Unlike liberalism, which posits that the end of the state is the preservation of individual rights, republicanism posits a moral purpose or end for the state. As such, following Aristotle, republicanism places surpassing value on establishing the conditions for the cultivation of personal or civic virtue conducive to human flourishing. In this regard, republicans value laws directed to the improvement of men’s morals, at making men good. Consequently, as per the Swiss/French political thinker Jean-Jacques Rousseau, republican states will often hew to a “civil religion.” 4Many republicans understood theistic religions as instrumentally valuable in advancing the social and political order sustained by virtuous citizens in a free state – but only to the extent that they were consistent with, or lent support to, the society’s civic religion, which they privileged.

Despite their many differences, there are some commonalities among liberal and republican political outlooks. These include a commitment to limited government and the rule of law (albeit each according to its own distinctive concerns, aspirations, and idioms). Because it begins with mostly self-interested individuals, liberalism valorizes the establishment of institutional mechanisms of countervailing powers to enforce limitations on government power, to steer the exercise of the powers of government, to the extent possible, toward the best approximation of the public good. (Liberals vary in the degree to which they are sanguine about the possibility of doing so.) In its own more hopeful visions for the realization of the common good, republicanism, by contrast, places a higher value, and greater hopes, on inculcation through education and other formative practices (like patriotic exercises and military service), and on the strict adherence by a virtuous citizenry to rules and legal and institutional forms.
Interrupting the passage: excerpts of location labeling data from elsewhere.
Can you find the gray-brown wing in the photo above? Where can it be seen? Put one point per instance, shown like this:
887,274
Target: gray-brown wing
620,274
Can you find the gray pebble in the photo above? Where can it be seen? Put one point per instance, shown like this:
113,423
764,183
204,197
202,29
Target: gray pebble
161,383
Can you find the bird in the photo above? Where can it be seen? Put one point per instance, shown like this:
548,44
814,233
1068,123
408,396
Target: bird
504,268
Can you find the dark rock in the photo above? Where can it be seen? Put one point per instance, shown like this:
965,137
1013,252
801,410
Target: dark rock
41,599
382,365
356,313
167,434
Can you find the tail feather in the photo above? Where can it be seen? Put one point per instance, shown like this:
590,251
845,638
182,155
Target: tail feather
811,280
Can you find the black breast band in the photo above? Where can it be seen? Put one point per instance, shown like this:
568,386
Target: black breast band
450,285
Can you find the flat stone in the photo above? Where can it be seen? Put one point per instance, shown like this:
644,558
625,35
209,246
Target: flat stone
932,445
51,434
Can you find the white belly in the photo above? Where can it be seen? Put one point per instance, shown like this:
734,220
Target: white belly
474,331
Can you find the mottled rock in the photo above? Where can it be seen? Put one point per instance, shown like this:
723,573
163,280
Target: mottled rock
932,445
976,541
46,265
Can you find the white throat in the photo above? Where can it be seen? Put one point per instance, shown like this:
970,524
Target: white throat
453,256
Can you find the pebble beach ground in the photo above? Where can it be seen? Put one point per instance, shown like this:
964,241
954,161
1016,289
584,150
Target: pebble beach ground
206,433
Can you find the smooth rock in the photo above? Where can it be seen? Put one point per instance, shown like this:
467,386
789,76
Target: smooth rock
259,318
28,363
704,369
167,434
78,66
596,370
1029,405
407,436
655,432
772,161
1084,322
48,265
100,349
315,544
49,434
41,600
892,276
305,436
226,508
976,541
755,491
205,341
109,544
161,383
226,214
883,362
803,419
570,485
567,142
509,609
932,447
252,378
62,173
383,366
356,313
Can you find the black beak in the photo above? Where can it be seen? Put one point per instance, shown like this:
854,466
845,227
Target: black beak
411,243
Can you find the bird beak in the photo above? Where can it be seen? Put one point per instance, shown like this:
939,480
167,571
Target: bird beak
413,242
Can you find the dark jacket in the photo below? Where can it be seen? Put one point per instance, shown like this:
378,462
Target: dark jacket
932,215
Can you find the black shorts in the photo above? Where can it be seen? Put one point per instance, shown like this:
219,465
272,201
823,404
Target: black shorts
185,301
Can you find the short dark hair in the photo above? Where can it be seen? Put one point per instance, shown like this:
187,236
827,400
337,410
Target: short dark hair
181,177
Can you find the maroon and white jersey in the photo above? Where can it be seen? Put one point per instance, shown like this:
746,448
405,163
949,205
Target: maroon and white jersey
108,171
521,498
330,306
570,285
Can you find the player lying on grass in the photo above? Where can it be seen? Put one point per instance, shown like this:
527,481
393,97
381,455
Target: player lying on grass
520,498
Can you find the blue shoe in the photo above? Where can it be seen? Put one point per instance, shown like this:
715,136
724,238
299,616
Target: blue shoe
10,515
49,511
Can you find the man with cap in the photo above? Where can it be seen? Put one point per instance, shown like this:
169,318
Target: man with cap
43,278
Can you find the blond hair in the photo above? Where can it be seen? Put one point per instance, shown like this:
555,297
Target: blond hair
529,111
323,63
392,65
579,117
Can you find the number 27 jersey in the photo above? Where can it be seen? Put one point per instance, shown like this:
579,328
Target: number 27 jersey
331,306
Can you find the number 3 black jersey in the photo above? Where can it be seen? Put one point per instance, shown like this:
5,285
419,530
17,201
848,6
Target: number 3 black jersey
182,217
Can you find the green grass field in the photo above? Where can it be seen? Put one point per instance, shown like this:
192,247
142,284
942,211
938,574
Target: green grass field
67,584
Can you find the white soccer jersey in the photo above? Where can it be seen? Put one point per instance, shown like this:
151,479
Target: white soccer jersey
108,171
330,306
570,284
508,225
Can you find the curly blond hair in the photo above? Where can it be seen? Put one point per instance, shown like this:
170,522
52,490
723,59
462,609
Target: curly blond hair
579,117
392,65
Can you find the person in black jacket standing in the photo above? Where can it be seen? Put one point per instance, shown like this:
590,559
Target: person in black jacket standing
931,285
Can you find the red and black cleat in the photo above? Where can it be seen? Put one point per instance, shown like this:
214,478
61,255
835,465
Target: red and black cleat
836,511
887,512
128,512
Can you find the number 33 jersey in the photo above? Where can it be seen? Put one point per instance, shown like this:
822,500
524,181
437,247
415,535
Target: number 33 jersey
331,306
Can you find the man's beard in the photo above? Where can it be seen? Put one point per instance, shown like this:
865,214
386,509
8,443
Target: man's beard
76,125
While it has its uses, the stark opposition often posited between the conceptual universes of liberal and republican thought – sometimes by contemporary scholars who joined one team or the other in the “Liberal–Republican” Debate – can distort the way that these different currents of thought have actually informed the American experience. Ancient, Renaissance, and modern republicanism, for one thing, were not identical. While their core preoccupations and commitments mark them as a continuation of the same family of ideas, modern republicans were more inclined to regard participation in the public sphere as an instrumental means to the achievement of private ends, as opposed to an independent means to human flourishing to be valued for its own sake. In this regard, while they valued direct civic engagement in public life more than liberals, their expectations and standards for that participation were much less strenuous than those of ancient Greece or Rome. They were certainly more amenable to commerce, and, although they lauded it when it appeared – in the courage and sacrifices of George Washington, for example, as a citizen and soldier – they lowered their expectation of the manifestation of heroic virtues by ordinary citizens in mundane times. Modern republicans certainly placed a much greater emphasis on individual liberty than did classical republicans. For these reasons, many of those moderns whose writings are considered core texts of American political thought, like Montesquieu, Thomas Jefferson, and Alexis de Tocqueville, are classed by some, sometimes, as republicans and by others, at other times, as liberals. The truth is that they drew from the well of both political thought traditions, which, moreover, cross-pollinated, and were far from static. The same was true for less well-known thinkers, and, indeed, of ordinary Americans as they have thought about and participated in public life over the course of American history.

Republican Foundations, Themes, and Political Preoccupations

1 Devotion to the common good

2 Pursuit of moral and civic virtue

3 Idea of a morally aspiring free state

4 Patriotism and sacrifice for the community

5 Valorization of public duties over private rights

6 Civic commitments/civic religion given priority over theistic private faith

7 Concern with decline, decay, or defeat through internal corruption or foreign subversion

8 Call for renewal through return to founding principles

Complications and Refinements: Other Liberalisms, Other Republicanisms, and Other Thought Traditions

It is hard to deny the remarkable ability of the Lockean liberal and republican frameworks to illuminate longstanding patterns in the way that Americans from the country’s inception have tended to think about, and practice, politics. In addition to arguing about the respective influence of one framework versus the other, generally, among different groups and actors, and across time, some scholars who broadly subscribe to the Hartz thesis positing Lockean liberal hegemony have suggested that it might be either more accurate or more helpful to look at American political thought through the prism of other American liberalisms that, in a positive sense, have served as foundations for American political thought, and/or, normatively, should serve as the basis for that thought.

In A Theory of Justice (1971), the Harvard analytic philosopher John Rawls (1921–2002), for instance, following liberal philosophers before him, including John Locke, but also David Hume, Immanuel Kant, and John Stuart Mill, explicated a new social contract considered and agreed upon, as he imagined it, by individuals in an “original position” under a “veil of ignorance” about how well they would fare in the new society, economically and in social status. The liberal Rawls posited that these hypothetically contracting individuals would place surpassing value on liberty and equality, via limited constitutional government by consent committed to the appropriate guarantees for individual rights. Rawls argued, broadly speaking, moreover, that in addition to securing these foundational guarantees, individuals operating behind a veil of ignorance would insist that the new political order be just, with what is just defined as what is fair (“justice as fairness”). This, Rawls argued, entailed not simply a commitment to maximizing individual liberty (so long as that liberty did not infringe upon the equal liberty of others – Mill’s “harm principle”). It further entailed a certain level of distributive justice – a floor, guaranteed by the liberal state, that set limits to the level of economic and social status inequality. Rawls enlisted the “minimax” principle (minimizing the maximum possible loss) in specifying how his theory of justice would ensure the realization of basic individual freedoms and equal opportunity of access to offices and positions. In this way, his liberalism sought to model a just political order that offered the fullest possible commitment to liberty and equality (equal rights to basic liberties), under conditions of universal access to power consistent with the full civic membership of free and equal citizens. This liberalism, unlike Locke’s, provided a clear justification for the modern redistributive (liberal) social welfare state.